I spent a lot of time outside that spring. It made me feel so much closer to him. When spring hit this year, I realized just how much those small signs of spring all take me back to Him. I sat outside one day and observed the actual smell of spring. The slight smell of pollen, the smell of the greenery of the new flowers, the new grass growing. The sounds of the birds, the sound of bugs mating, it all creates one giant remembrance from right after he died. The original season of my grieving.

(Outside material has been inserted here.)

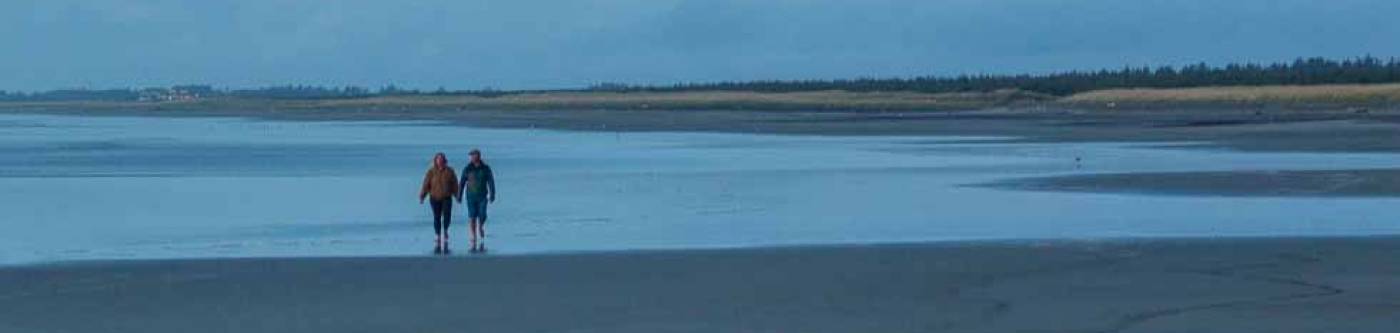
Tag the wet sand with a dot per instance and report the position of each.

So anyway, I finally got my dream. My moment to feel close to him one more time. Perhaps the spring inspired it. Either way, I was ready. And I'm already for another one. Hopefully it won't take 2 more years. But if it does, I'm still ready.

Thursday, April 18, 2019

Growing Up- Kinda

I've struggled with the idea of changing jobs for a while now. My clients love me, but the fact is that I've been yearning to do something more. Something way more. My plan was to go on a trip this summer, and then when I return, start looking for a new job and then subsequently move to a new apartment and possibly a new side of town. But there is a old saying that goes "if you want to make God laugh, tell him your plans." A large part of my plans rested on receiving my tax return early enough to start planning for my vacation, but due to (some bullshit) circumstance beyond my control, I am grounded until my money lands. So no moving. Yet, at least. And no vaycay. Again, yet.
A good friend mine works with a fancy government job, and she convinced me a while back to apply. Honestly, master's degree and all, I felt a little over my head applying for such positions. I felt like a small fish in a large pond. I felt like I was playing pretend. Me? Lil old me? Me?! I've talked about it and looked at the website, but for some reason, I just didn't feel ready. I knew that it was in the cards, I just never quite knew when. Plus having a child makes things a bit more challenging. Whenever I make a step in one direction or another, I need to make sure that the Boy is in a good place.

But I've been feeling a squeeze. No doubt in my mind, that the time will soon come for me to move on from here. I just don't know when and how. So recently, out of nowhere, Ted sent me a job listing for a school in the Atlanta University Center. I didn't even look at the link. A week later, he and I were talking shop (he works in the same field, but works at a school in the AUC as well) when he mentioned the job he'd sent. He said "its perfect for you. You started the pantry, you went to an AUC school, you need to go on and apply." Talk about pressure. I looked at the link, and Ted was right. I have the experience, the heart, the know-how, the social networking connections, the education, etc. But can I do it? Am I good enough to work at this illustrious institution? Will they look at my resume and laugh? Certainly, they won't waste their time to call me in for an interview. *sigh* I applied 2 nights ago.

Coincidentally, I talked to a girlfriend about my desire to move to California and asked what she'd learned from her short stint there. She plans to move back one day, but encouraged me to start looking and possibly make that leap. I'm thinking I'd prefer to do it once pumpkin leaves high school, but I'm not sure. She'd randomly sent me a link to a job she'd seen posted in Seattle. I have zero desire to move to Seattle, but her sending me that random link sparked something. I'm not trying to heavily job search until I get back from my two week vacation (I'm not playing with y'all! I want my trip!), but I looked again at the government site at jobs the other night, and I searched for jobs in my field. Nothing yet, but I sense this may have to do with the glut of soon to be new graduates applying for jobs. But now I feel ready. Its almost time for me to make that move. I got this. Finally.